The cost to rent a single-drum roller varies depending on size, location, availability, and duration of the rental. For example, day rentals range from about $200 to $550, week rentals range from $600 to $1,600, and month-long rentals range from $1,500 to $5,000.
The main difference between smooth rollers and Padfoot rollers (also called sheepsfoot rollers) is the drums — a smooth roller’s drum has a smooth surface, and a Padfoot roller’s drum is covered with serrated protrusions or “feet.”
Because of their “feet,” Padfoot rollers can compact deeper, making them better for cohesive soils like clay, silt, and loam, while smooth rollers are best for compacting ground made up of granular materials.

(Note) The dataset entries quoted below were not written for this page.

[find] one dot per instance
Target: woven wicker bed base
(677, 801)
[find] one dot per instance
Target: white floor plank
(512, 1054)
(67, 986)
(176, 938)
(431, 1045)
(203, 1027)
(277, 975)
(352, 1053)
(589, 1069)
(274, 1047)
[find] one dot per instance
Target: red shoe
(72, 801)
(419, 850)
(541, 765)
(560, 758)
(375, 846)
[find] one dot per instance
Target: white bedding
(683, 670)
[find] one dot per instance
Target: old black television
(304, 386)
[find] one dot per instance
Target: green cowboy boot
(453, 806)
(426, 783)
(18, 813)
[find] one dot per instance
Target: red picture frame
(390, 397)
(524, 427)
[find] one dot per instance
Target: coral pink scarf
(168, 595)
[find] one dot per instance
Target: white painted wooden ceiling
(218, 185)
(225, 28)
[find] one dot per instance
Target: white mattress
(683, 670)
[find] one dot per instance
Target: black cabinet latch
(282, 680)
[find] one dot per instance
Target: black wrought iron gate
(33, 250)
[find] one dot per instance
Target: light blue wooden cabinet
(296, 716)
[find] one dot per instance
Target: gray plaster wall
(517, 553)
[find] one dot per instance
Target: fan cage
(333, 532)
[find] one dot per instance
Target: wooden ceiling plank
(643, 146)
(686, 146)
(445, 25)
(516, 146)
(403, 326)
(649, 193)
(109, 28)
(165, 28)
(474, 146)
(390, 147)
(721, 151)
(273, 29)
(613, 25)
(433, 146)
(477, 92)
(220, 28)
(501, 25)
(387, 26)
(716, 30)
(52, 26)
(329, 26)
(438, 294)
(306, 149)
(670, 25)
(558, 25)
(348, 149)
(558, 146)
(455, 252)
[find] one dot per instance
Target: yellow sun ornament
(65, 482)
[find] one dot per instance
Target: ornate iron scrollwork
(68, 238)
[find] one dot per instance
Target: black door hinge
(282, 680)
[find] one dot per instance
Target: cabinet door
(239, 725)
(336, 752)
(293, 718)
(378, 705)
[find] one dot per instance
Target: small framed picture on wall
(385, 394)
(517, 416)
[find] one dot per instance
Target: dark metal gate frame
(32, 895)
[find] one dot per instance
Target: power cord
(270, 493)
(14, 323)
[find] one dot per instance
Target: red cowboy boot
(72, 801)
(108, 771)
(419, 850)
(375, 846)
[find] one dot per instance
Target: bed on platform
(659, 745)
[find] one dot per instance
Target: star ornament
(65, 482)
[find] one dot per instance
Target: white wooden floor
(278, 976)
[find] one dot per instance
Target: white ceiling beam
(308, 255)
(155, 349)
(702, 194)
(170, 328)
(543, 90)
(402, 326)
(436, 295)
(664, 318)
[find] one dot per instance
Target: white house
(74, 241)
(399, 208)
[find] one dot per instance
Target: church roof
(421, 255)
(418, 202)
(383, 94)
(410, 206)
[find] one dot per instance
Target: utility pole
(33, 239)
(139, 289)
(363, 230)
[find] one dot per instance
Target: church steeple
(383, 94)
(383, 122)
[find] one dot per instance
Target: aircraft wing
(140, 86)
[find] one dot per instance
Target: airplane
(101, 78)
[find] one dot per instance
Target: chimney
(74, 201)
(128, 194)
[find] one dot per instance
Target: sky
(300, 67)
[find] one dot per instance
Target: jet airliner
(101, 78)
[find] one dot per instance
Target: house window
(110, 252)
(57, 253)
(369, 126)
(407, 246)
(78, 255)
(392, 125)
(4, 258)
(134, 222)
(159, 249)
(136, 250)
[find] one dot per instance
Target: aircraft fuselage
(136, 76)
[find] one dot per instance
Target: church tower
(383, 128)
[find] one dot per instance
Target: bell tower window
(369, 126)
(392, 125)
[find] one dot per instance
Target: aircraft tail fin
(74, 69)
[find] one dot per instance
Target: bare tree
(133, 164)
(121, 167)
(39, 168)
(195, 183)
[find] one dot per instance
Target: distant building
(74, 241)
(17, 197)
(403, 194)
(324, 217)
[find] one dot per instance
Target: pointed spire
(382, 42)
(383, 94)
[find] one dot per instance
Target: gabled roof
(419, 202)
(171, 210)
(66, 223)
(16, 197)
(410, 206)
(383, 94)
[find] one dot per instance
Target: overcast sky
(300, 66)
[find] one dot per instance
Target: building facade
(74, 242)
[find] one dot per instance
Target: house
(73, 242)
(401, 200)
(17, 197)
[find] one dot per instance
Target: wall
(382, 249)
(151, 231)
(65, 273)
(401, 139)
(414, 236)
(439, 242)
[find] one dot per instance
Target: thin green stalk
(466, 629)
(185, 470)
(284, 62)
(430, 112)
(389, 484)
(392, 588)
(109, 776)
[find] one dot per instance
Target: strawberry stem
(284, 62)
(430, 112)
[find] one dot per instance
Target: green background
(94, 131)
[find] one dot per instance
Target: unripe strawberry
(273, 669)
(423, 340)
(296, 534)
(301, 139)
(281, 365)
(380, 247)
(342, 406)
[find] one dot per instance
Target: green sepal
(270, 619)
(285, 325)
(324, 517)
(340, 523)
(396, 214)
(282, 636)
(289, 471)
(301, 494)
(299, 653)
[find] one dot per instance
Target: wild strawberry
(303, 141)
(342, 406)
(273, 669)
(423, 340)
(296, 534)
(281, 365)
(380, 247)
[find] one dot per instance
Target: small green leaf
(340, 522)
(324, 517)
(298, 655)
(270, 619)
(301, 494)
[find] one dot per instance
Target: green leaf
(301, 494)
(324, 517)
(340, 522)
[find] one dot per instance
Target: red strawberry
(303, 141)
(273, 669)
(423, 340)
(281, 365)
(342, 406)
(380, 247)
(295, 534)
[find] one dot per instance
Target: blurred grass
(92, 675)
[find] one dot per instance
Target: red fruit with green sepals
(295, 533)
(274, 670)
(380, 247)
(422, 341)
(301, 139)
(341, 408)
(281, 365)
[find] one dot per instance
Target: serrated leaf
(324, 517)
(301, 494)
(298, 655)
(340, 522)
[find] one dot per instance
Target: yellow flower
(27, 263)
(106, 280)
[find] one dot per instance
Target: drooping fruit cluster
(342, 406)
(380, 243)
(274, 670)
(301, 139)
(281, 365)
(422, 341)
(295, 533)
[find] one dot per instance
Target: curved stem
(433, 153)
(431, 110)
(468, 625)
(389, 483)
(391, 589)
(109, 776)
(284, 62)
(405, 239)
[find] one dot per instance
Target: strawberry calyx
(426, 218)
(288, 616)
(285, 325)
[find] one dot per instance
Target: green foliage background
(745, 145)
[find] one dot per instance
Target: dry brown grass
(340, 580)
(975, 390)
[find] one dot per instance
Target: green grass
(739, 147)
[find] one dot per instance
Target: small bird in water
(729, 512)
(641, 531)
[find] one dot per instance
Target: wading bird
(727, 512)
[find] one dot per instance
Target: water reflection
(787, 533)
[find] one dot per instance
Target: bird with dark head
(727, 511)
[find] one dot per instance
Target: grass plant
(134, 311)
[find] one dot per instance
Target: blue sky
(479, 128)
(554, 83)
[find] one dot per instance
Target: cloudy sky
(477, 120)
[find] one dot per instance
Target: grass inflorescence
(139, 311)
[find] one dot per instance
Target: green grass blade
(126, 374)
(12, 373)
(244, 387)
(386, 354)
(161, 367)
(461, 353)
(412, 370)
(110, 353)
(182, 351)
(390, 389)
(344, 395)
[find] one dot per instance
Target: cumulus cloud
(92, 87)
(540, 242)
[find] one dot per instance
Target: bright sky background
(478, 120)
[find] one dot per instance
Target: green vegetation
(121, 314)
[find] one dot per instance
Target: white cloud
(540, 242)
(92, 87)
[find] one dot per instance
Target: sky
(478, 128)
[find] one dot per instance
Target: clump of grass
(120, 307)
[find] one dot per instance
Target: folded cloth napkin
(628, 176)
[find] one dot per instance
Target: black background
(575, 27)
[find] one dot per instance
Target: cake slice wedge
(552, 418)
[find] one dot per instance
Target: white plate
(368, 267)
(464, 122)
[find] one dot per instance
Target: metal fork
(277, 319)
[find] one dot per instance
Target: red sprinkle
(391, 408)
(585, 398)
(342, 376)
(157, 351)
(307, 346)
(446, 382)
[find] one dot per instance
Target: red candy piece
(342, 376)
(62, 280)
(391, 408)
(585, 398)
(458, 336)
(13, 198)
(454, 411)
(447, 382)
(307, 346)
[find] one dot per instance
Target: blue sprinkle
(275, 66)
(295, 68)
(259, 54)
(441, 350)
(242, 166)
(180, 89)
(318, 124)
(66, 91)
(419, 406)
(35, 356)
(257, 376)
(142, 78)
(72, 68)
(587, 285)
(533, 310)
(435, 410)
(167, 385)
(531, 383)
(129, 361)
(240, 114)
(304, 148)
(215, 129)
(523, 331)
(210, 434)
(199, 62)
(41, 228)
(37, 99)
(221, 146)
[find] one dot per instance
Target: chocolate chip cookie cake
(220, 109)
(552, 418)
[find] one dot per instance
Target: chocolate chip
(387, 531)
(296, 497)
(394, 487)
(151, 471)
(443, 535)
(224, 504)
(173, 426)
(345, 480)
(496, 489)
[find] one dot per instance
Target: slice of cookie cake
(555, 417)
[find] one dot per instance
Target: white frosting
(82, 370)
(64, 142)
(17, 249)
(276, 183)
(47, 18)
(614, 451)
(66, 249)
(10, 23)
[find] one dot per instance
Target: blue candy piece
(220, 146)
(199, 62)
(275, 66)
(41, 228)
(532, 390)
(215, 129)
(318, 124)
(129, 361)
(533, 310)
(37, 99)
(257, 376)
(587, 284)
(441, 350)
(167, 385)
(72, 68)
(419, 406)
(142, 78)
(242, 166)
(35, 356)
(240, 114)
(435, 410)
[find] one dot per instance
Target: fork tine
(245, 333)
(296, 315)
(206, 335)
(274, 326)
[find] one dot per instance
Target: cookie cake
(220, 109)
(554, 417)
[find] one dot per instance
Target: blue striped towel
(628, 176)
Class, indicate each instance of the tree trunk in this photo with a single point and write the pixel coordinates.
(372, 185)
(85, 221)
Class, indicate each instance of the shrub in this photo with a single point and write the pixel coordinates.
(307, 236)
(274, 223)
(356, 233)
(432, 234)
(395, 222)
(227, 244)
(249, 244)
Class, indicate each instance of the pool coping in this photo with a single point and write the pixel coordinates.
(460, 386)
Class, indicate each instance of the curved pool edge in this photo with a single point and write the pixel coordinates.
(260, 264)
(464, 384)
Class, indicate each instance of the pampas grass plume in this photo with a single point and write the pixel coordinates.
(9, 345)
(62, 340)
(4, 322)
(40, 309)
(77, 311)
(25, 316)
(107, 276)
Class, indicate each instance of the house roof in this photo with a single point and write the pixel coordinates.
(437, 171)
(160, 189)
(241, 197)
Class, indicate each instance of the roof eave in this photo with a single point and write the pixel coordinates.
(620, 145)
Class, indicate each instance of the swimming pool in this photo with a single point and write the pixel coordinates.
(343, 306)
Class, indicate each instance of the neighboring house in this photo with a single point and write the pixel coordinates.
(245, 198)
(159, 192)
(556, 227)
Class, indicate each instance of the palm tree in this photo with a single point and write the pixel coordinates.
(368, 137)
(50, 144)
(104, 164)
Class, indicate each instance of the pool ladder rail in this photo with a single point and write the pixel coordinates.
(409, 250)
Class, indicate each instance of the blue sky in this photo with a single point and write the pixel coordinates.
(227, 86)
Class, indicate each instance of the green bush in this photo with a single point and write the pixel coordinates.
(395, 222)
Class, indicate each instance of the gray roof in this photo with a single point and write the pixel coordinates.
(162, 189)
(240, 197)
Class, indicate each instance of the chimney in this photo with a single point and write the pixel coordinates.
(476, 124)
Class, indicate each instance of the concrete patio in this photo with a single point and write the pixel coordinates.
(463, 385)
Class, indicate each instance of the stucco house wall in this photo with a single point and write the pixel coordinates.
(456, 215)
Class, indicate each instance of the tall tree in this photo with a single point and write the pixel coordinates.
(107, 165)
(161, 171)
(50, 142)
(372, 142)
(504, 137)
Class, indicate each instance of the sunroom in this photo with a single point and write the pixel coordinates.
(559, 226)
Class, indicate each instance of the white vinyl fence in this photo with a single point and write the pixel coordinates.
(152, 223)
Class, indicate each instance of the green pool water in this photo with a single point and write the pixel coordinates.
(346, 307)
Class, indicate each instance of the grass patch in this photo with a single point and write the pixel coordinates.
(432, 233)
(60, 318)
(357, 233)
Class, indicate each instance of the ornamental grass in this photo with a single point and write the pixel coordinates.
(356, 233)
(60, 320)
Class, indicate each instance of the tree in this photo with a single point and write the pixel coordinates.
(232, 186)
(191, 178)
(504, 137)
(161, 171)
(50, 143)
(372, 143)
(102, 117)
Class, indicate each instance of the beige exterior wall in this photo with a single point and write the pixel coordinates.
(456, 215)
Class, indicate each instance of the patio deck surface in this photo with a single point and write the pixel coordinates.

When choosing the drum width, consider the area you’re compacting and how maneuverable the roller needs to be. For example, for a small project like a driveway, you may only want a 48-inch roller so you can maneuver it in and out easily around dumping and hauling equipment, while for a large road-paving or building pad project you may prefer an 84-inch roller since it may stay on the surface for greater periods and not have to be maneuvered in and out.
Whether you need a single-drum roller or a double-drum roller depends on the scope of your project. Since they only have one drum, single-drum rollers are more maneuverable, and better for job sites with narrow passages, difficult terrain, or a production cycle that requires them to move on and off the area often.
Double-drum rollers, on the other hand, can flatten in front and behind at the same time, providing more force and efficiency for large areas. Because they lack the traction that comes with tires, double-drum rollers are best suited for broad, flat areas, sites with gradual grading, or projects where they will need to maneuver off the workspace very little.
Also known as sheepsfoot rollers, Padfoot rollers have lugs or “feet” that knead the soil and compact the ground at greater depths. This makes them ideal for working with cohesive soils like clay, silt, or loam. If you need to compact loose materials like sand, you may opt for a smooth roller instead.